Nancy Brilli e Roy De Vita si sono lasciati nel 2017 dopo 15 anni insieme. Ma perché è terminata la storia tra i due? Come raccontato proprio da Nancy, è finito tutto per via di una serie di incomprensioni. Lui, infatti, voleva sposarsi ma lei era ancora sposata con il suo ex, Luca Manfredi. Per sposare il chirurgo estetico ha chiesto il divorzio ma una volta arrivato, le cose non sono andate come avrebbe voluto e sperato. “È stato un dolore grandissimo, ma perché pensavo di non aver capito niente. Ho detto: ‘Io ho dedicato 15 anni della mia vita a una cosa che non è esistita’. Mi sono sentita presa in giro“.
Tra i suoi amori, anche Ivano Fossati, che lei ha descritto come “estremamente geloso”.
Fino all’anno scorso Nancy Brilli era legata all’imprenditore Pupi D’Angieri, ex braccio destro di Arafat e, secondo Forbes, tra i seicento uomini più ricchi del mondo.

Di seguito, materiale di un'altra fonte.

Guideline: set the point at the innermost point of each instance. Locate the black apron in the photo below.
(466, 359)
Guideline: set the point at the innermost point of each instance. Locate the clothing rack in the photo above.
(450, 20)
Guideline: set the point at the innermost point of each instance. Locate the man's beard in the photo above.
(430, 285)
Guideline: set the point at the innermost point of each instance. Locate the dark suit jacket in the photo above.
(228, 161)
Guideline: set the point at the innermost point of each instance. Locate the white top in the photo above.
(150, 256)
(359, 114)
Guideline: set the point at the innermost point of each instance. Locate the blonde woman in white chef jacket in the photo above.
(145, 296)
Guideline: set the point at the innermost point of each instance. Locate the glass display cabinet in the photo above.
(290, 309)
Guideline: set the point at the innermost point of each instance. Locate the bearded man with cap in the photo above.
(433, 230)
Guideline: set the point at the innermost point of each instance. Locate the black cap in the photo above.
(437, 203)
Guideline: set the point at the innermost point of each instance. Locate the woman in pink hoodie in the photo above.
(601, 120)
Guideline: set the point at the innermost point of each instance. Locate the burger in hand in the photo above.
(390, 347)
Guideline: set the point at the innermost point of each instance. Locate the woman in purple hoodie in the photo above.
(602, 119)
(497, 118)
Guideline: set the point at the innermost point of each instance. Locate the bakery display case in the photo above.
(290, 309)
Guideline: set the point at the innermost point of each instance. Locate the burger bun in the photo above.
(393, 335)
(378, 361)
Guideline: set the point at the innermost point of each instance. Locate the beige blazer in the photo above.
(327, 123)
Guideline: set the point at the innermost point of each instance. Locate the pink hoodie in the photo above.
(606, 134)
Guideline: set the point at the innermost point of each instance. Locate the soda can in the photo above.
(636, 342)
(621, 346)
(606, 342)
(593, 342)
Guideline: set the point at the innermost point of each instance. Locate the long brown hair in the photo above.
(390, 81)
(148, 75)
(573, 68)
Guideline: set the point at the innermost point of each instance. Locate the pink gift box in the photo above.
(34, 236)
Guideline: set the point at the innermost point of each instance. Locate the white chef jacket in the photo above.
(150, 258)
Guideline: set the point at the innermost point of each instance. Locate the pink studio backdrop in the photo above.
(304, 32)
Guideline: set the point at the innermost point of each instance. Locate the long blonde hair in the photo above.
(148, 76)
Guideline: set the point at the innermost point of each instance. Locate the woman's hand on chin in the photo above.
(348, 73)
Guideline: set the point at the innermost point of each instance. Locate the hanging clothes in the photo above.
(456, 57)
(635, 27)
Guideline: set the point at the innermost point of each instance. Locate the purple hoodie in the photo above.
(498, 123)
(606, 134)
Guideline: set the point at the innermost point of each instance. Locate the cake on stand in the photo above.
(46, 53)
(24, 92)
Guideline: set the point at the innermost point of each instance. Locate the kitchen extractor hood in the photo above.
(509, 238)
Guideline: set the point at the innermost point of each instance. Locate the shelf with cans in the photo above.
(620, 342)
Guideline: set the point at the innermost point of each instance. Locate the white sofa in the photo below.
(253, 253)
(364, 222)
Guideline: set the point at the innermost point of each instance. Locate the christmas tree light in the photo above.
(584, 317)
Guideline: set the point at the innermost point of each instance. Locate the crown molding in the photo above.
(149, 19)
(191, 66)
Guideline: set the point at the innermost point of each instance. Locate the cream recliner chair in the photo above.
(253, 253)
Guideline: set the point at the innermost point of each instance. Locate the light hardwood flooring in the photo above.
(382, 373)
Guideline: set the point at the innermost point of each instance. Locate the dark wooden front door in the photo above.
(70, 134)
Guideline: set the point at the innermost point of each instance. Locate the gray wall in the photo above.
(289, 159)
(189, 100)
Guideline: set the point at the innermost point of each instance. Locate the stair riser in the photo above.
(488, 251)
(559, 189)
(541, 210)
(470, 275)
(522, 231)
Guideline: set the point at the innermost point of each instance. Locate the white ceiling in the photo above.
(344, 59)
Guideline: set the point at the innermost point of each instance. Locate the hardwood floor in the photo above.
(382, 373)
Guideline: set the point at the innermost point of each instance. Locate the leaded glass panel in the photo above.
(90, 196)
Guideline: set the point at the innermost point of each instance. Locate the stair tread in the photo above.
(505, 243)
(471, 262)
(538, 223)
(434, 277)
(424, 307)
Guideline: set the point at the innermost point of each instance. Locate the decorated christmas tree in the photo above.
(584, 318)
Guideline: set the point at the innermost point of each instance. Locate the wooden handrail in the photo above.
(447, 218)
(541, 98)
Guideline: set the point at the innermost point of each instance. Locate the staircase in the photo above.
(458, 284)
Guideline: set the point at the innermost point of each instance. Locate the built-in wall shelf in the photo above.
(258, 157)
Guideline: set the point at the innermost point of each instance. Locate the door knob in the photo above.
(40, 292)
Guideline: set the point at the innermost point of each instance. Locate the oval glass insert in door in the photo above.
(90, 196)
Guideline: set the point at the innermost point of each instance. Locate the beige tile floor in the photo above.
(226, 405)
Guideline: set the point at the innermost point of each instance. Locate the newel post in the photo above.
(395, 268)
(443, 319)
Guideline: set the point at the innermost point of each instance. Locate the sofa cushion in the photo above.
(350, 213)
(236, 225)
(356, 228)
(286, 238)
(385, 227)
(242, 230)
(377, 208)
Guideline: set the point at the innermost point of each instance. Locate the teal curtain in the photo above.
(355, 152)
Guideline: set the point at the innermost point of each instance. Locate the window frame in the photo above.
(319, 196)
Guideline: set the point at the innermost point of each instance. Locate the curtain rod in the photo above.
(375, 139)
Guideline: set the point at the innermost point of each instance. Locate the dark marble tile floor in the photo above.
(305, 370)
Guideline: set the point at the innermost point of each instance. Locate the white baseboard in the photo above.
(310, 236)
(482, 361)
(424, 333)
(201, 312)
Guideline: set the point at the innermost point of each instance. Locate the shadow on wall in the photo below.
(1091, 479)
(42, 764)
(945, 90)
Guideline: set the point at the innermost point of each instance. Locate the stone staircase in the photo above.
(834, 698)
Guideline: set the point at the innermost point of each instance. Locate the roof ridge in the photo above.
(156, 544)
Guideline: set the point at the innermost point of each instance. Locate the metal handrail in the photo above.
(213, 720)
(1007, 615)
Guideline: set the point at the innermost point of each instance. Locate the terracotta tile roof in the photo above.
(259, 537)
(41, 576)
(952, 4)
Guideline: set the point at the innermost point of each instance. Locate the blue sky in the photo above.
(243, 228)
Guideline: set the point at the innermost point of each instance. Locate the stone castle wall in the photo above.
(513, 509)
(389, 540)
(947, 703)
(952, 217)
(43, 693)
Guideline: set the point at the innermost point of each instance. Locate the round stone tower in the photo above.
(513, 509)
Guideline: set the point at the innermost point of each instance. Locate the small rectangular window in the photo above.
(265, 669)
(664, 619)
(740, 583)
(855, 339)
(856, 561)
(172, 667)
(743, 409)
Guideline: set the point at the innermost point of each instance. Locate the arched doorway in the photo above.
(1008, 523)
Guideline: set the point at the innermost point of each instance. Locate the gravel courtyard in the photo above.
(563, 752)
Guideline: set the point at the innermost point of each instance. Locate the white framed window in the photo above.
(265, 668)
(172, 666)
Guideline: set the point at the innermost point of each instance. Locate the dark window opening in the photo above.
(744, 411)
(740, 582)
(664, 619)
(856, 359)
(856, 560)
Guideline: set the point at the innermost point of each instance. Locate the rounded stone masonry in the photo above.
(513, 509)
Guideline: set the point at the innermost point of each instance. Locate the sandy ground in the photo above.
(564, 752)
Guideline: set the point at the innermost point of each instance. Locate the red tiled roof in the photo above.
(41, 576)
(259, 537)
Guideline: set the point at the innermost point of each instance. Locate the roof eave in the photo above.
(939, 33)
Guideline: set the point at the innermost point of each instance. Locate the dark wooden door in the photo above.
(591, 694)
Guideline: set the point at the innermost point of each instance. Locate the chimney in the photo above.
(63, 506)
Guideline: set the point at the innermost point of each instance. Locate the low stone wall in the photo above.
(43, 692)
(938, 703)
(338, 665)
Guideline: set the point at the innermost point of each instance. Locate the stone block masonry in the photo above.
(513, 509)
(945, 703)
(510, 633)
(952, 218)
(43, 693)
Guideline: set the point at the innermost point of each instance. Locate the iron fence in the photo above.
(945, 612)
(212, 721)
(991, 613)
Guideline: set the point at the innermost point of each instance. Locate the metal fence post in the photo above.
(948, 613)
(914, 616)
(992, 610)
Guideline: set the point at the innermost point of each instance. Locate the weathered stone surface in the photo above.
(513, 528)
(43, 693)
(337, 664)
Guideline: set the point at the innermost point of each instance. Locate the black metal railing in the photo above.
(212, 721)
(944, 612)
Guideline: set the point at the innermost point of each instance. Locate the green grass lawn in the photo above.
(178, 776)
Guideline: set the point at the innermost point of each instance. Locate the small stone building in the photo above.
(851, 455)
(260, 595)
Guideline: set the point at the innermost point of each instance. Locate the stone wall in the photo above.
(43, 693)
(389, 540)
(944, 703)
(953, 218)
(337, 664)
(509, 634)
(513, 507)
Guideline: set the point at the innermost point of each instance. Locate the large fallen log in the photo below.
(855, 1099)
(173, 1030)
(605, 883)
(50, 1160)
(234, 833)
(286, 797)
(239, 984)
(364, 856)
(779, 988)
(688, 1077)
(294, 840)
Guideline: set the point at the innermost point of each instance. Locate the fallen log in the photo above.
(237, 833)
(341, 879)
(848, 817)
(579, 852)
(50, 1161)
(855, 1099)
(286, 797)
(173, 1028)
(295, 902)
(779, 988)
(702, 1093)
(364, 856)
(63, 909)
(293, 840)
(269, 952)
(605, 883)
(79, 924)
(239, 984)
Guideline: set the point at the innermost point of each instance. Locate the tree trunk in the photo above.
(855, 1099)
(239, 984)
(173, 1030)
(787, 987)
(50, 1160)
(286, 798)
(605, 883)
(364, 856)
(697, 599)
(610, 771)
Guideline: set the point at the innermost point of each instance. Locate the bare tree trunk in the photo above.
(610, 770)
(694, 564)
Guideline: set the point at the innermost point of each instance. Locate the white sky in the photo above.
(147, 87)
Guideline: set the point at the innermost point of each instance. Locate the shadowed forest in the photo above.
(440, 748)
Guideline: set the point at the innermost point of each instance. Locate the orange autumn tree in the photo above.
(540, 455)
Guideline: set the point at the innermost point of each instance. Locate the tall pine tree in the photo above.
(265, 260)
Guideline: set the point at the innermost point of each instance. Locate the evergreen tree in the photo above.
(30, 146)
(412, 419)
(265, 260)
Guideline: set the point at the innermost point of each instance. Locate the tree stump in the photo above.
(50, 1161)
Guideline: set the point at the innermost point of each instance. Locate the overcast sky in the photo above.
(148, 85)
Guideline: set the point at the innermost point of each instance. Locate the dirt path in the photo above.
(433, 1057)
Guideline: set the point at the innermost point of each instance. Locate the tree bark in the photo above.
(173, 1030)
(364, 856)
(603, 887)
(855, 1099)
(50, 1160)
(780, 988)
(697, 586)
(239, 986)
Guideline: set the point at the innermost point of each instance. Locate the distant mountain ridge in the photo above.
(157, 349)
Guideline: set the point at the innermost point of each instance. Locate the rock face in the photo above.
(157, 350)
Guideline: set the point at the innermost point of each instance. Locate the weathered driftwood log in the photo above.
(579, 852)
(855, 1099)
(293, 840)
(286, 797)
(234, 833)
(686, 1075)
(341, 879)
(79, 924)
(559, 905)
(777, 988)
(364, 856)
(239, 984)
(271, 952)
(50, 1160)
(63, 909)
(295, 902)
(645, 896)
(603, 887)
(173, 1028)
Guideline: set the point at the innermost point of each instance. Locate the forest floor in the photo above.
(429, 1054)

In un’intervista al settimanale Gente, dello scorso 4 luglio, Brilli ha però dichiarato di essere single. “Sono in vena di cambiamenti e li assecondo”, ha dichiarato l’attrice, “Forse la fine delle mie storie d’amore mi ha costretta a fermarmi e prendere una nuova coscienza di me. Ma già da tempo, grazie all’analisi, all’incontro con un padre spirituale, dell’affetto di amici che mi vogliono bene, ho iniziato a riprendere quota”.
“Ho spasimanti, sì, ma sono sola. In questi anni di singletudine, in cui ho avuto frequentazioni, sono rimasta molto stupita dalla quantità di uomini sposati che ci provano. Lo trovo di una tristezza. Non andrei mai con un uomo impegnato con un’alta”, ha aggiunto ancora l’attrice.
Nancy però non ha attaccato al chiodo la sua vita amorosa: “Perdere la testa, come accadeva da ragazza, dico no. Invece condividere un percorso, ridere delle stesse cose, lo vorrei, ma non cerco un fidanzato a tutti i costi. (…) Ora ho trovato l’equilibrio e sto bene. E sono selettiva. Vorrei accanto un uomo risolto, libero, che tifa per me perché prima è capitato che, dopo un po’, la competizione arrivasse in automatico. Spesso mi è stato chiesto di lasciare il lavoro…”.